"Маленький Лорд" - читать интересную книгу автора (Борген Юхан)

5

Неужели три недели, от четверга до четверга, могут тянуться так долго?

Маленький Лорд иногда целыми днями томился в болезненном напряжении, ожидая музыкального вечера у дяди Рене. Однажды там присутствовала Боргхилд Лангорд. Услышав, как Вилфред играет какую-то пьеску Глюка, она сказала:

– Просто поразительно, как этот мальчик все понимает.

Предполагалось, что мальчик этого слышать не должен. А может, наоборот?

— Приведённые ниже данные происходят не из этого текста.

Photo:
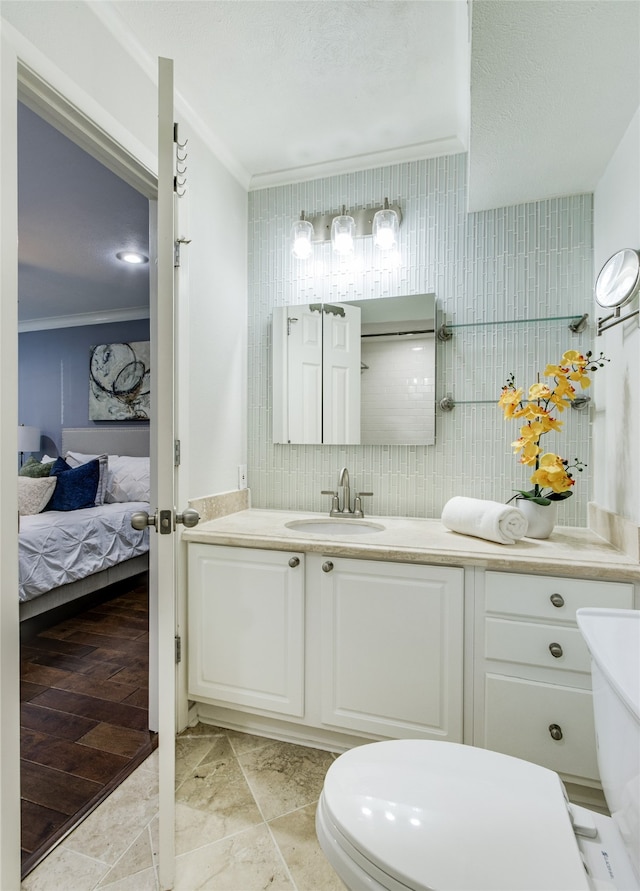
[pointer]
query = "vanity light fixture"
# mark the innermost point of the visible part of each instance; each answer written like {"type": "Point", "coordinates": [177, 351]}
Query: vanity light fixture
{"type": "Point", "coordinates": [342, 228]}
{"type": "Point", "coordinates": [386, 227]}
{"type": "Point", "coordinates": [133, 257]}
{"type": "Point", "coordinates": [301, 236]}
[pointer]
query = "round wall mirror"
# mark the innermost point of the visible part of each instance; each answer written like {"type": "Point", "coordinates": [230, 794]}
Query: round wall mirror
{"type": "Point", "coordinates": [619, 279]}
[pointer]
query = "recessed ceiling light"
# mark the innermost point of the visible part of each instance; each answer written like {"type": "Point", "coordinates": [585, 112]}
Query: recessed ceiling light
{"type": "Point", "coordinates": [132, 257]}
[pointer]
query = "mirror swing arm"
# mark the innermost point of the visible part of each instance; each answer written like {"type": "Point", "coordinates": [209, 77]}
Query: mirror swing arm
{"type": "Point", "coordinates": [618, 282]}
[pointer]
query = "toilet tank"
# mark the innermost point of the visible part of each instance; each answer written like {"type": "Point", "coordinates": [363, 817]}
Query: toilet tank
{"type": "Point", "coordinates": [613, 639]}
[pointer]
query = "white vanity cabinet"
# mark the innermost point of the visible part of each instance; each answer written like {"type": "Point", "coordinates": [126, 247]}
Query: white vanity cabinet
{"type": "Point", "coordinates": [246, 628]}
{"type": "Point", "coordinates": [533, 685]}
{"type": "Point", "coordinates": [392, 648]}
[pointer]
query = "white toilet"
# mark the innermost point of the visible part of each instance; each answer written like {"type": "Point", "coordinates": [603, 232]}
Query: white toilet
{"type": "Point", "coordinates": [438, 816]}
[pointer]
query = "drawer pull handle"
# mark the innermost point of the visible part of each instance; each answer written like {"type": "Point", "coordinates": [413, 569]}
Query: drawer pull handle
{"type": "Point", "coordinates": [556, 732]}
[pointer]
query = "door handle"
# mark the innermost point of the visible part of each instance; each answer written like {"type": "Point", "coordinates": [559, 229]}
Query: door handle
{"type": "Point", "coordinates": [189, 518]}
{"type": "Point", "coordinates": [164, 521]}
{"type": "Point", "coordinates": [141, 519]}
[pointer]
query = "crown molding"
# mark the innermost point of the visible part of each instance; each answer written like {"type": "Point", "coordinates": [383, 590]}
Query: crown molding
{"type": "Point", "coordinates": [82, 319]}
{"type": "Point", "coordinates": [435, 148]}
{"type": "Point", "coordinates": [112, 21]}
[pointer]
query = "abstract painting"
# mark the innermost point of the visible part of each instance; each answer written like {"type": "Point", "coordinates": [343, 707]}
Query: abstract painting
{"type": "Point", "coordinates": [119, 382]}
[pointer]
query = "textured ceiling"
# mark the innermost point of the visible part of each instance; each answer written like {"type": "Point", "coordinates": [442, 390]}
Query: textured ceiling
{"type": "Point", "coordinates": [74, 215]}
{"type": "Point", "coordinates": [554, 85]}
{"type": "Point", "coordinates": [288, 86]}
{"type": "Point", "coordinates": [296, 89]}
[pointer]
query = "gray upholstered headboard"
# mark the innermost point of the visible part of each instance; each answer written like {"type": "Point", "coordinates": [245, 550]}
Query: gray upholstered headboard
{"type": "Point", "coordinates": [107, 440]}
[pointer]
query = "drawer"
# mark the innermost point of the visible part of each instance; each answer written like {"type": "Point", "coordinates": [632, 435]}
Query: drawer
{"type": "Point", "coordinates": [514, 594]}
{"type": "Point", "coordinates": [532, 644]}
{"type": "Point", "coordinates": [518, 715]}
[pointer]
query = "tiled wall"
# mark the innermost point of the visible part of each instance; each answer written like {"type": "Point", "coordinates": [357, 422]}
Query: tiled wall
{"type": "Point", "coordinates": [531, 261]}
{"type": "Point", "coordinates": [397, 390]}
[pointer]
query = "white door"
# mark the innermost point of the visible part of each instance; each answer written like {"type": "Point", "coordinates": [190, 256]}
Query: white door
{"type": "Point", "coordinates": [341, 374]}
{"type": "Point", "coordinates": [9, 622]}
{"type": "Point", "coordinates": [304, 349]}
{"type": "Point", "coordinates": [163, 549]}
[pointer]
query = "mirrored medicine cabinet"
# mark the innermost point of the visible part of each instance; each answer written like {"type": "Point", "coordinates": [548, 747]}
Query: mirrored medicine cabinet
{"type": "Point", "coordinates": [355, 372]}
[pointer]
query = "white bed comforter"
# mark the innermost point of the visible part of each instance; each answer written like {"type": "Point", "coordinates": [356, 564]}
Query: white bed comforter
{"type": "Point", "coordinates": [57, 547]}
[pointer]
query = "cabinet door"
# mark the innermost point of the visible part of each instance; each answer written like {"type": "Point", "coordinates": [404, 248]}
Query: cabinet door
{"type": "Point", "coordinates": [392, 638]}
{"type": "Point", "coordinates": [246, 628]}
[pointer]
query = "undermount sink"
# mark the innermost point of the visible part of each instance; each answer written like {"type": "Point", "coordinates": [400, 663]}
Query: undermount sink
{"type": "Point", "coordinates": [335, 526]}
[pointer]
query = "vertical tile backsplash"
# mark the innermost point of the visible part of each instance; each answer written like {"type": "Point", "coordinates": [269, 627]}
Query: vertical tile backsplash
{"type": "Point", "coordinates": [531, 261]}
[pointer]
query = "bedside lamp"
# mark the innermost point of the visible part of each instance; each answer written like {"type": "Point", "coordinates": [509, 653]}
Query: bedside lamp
{"type": "Point", "coordinates": [28, 440]}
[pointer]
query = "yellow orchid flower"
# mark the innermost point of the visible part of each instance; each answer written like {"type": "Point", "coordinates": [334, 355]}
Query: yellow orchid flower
{"type": "Point", "coordinates": [509, 402]}
{"type": "Point", "coordinates": [555, 371]}
{"type": "Point", "coordinates": [573, 357]}
{"type": "Point", "coordinates": [581, 377]}
{"type": "Point", "coordinates": [530, 450]}
{"type": "Point", "coordinates": [552, 478]}
{"type": "Point", "coordinates": [539, 391]}
{"type": "Point", "coordinates": [551, 473]}
{"type": "Point", "coordinates": [550, 423]}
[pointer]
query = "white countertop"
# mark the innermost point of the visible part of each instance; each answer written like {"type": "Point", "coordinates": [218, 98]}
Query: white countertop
{"type": "Point", "coordinates": [569, 551]}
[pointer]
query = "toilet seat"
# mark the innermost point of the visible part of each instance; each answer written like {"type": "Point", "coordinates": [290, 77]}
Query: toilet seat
{"type": "Point", "coordinates": [438, 816]}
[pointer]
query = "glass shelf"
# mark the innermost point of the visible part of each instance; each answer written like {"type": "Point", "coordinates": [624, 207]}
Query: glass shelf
{"type": "Point", "coordinates": [577, 324]}
{"type": "Point", "coordinates": [448, 403]}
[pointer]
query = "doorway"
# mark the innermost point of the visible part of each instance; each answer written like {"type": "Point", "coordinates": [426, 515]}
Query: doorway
{"type": "Point", "coordinates": [70, 686]}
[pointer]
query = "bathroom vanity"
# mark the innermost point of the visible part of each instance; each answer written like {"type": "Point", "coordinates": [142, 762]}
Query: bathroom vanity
{"type": "Point", "coordinates": [405, 631]}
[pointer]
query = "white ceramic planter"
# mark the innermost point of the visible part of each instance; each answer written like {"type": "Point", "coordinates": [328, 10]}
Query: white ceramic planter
{"type": "Point", "coordinates": [541, 517]}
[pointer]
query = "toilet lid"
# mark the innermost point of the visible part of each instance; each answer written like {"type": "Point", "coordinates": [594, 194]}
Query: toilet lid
{"type": "Point", "coordinates": [439, 816]}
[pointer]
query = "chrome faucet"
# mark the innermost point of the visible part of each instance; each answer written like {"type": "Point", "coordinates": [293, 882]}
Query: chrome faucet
{"type": "Point", "coordinates": [341, 498]}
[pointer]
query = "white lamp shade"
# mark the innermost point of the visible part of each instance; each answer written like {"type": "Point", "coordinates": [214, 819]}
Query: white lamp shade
{"type": "Point", "coordinates": [385, 229]}
{"type": "Point", "coordinates": [343, 230]}
{"type": "Point", "coordinates": [28, 439]}
{"type": "Point", "coordinates": [301, 235]}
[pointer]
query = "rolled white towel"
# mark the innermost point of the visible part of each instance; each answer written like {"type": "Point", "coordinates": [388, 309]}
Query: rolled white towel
{"type": "Point", "coordinates": [484, 519]}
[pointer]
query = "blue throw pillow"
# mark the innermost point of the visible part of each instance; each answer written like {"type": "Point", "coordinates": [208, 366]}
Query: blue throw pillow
{"type": "Point", "coordinates": [76, 487]}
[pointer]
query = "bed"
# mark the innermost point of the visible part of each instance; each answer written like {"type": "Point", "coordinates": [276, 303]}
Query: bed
{"type": "Point", "coordinates": [67, 554]}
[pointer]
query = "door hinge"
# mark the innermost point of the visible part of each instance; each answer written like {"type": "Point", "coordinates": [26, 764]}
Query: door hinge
{"type": "Point", "coordinates": [176, 250]}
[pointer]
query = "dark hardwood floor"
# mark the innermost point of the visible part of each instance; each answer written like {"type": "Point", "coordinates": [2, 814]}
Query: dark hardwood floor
{"type": "Point", "coordinates": [84, 718]}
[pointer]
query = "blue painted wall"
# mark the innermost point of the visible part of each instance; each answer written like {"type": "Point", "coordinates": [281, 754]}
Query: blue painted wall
{"type": "Point", "coordinates": [53, 376]}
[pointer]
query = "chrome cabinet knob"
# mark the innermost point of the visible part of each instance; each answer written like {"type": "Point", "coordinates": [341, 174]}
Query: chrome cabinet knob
{"type": "Point", "coordinates": [556, 732]}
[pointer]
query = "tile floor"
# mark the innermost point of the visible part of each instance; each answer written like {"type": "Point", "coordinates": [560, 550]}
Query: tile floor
{"type": "Point", "coordinates": [245, 811]}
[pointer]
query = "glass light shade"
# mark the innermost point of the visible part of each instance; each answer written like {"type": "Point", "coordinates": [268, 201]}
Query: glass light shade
{"type": "Point", "coordinates": [301, 234]}
{"type": "Point", "coordinates": [385, 229]}
{"type": "Point", "coordinates": [343, 230]}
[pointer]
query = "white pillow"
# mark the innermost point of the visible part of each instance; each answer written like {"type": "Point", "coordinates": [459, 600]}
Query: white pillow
{"type": "Point", "coordinates": [128, 479]}
{"type": "Point", "coordinates": [34, 494]}
{"type": "Point", "coordinates": [76, 459]}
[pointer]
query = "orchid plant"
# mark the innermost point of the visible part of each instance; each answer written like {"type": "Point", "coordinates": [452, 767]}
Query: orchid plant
{"type": "Point", "coordinates": [552, 477]}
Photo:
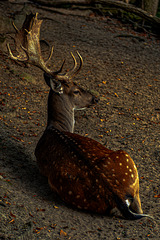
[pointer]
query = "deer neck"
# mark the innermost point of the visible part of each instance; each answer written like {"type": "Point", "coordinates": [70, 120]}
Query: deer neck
{"type": "Point", "coordinates": [60, 112]}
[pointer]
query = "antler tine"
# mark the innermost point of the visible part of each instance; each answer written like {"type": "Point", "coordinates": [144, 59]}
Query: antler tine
{"type": "Point", "coordinates": [17, 30]}
{"type": "Point", "coordinates": [50, 55]}
{"type": "Point", "coordinates": [32, 51]}
{"type": "Point", "coordinates": [18, 58]}
{"type": "Point", "coordinates": [80, 66]}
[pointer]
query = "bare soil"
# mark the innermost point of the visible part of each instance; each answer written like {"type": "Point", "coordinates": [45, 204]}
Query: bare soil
{"type": "Point", "coordinates": [125, 73]}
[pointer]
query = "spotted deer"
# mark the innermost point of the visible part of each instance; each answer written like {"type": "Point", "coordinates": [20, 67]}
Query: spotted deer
{"type": "Point", "coordinates": [83, 172]}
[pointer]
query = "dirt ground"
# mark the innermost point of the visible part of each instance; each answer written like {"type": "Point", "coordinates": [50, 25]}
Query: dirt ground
{"type": "Point", "coordinates": [125, 74]}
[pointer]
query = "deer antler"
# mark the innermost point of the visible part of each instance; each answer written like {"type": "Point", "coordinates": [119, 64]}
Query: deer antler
{"type": "Point", "coordinates": [32, 52]}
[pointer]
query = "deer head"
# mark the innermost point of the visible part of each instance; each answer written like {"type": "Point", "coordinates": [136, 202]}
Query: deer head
{"type": "Point", "coordinates": [82, 171]}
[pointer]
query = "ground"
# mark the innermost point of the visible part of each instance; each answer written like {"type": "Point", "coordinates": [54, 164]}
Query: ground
{"type": "Point", "coordinates": [125, 74]}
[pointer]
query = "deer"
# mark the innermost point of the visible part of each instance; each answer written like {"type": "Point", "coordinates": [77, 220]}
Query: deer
{"type": "Point", "coordinates": [84, 173]}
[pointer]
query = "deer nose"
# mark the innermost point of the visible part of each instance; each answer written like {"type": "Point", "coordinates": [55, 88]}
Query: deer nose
{"type": "Point", "coordinates": [94, 99]}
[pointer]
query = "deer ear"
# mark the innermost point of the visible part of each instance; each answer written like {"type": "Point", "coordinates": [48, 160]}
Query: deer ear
{"type": "Point", "coordinates": [53, 84]}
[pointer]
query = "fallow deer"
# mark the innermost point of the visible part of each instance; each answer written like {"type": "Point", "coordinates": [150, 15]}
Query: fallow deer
{"type": "Point", "coordinates": [83, 172]}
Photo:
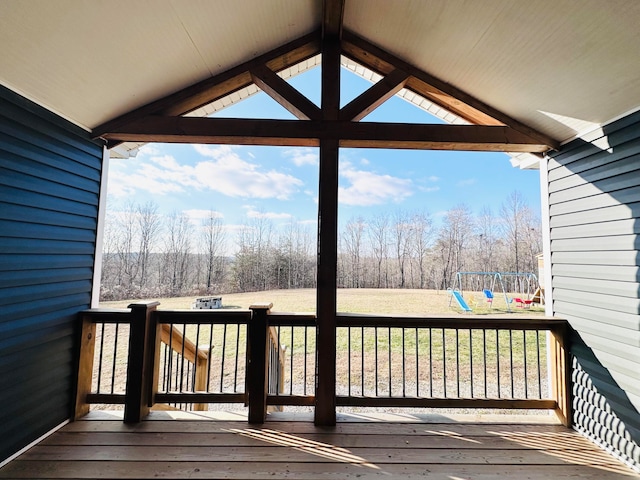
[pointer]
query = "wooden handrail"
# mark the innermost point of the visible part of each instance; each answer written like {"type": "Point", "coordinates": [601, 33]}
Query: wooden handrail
{"type": "Point", "coordinates": [173, 337]}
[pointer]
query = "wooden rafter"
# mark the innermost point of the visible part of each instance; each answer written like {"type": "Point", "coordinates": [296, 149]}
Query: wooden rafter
{"type": "Point", "coordinates": [283, 93]}
{"type": "Point", "coordinates": [332, 14]}
{"type": "Point", "coordinates": [375, 96]}
{"type": "Point", "coordinates": [310, 133]}
{"type": "Point", "coordinates": [218, 86]}
{"type": "Point", "coordinates": [434, 89]}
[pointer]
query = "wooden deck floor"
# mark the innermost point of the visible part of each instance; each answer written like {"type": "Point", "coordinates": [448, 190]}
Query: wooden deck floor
{"type": "Point", "coordinates": [175, 445]}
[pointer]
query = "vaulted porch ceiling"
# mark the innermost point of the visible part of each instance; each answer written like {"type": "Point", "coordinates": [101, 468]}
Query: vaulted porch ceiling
{"type": "Point", "coordinates": [558, 70]}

На эти вечера часто приходили те, чьи портреты печатались в «Моргенбладет». Каждый третий четверг… Но неужели три недели, от четверга до четверга, могут тянуться так долго? Счет времени для Маленького Лорда всегда был загадкой. Он измерял время четвергами. И еще было важно отдалять то, что таило угрозу. Четверги помогали и тут.

Да, все, что таит угрозу, надо стараться держать в отдалении. Спаси меня, дорогой господь бог, дорогая мама, дорогой кто угодно и что угодно, только спаси меня!

Или наоборот: не спасай меня – пусть это случится! Пусть грянет гром. Пусть полиция явится в музыкальную гостиную дяди Рене, где стоит мебель с позолоченными ножками. Пусть полиция явится в гостиную – суровые мужчины с раздвоенными бородками, в мундирах и касках.

– Есть здесь некий Вилфред? Мы пришли арестовать его.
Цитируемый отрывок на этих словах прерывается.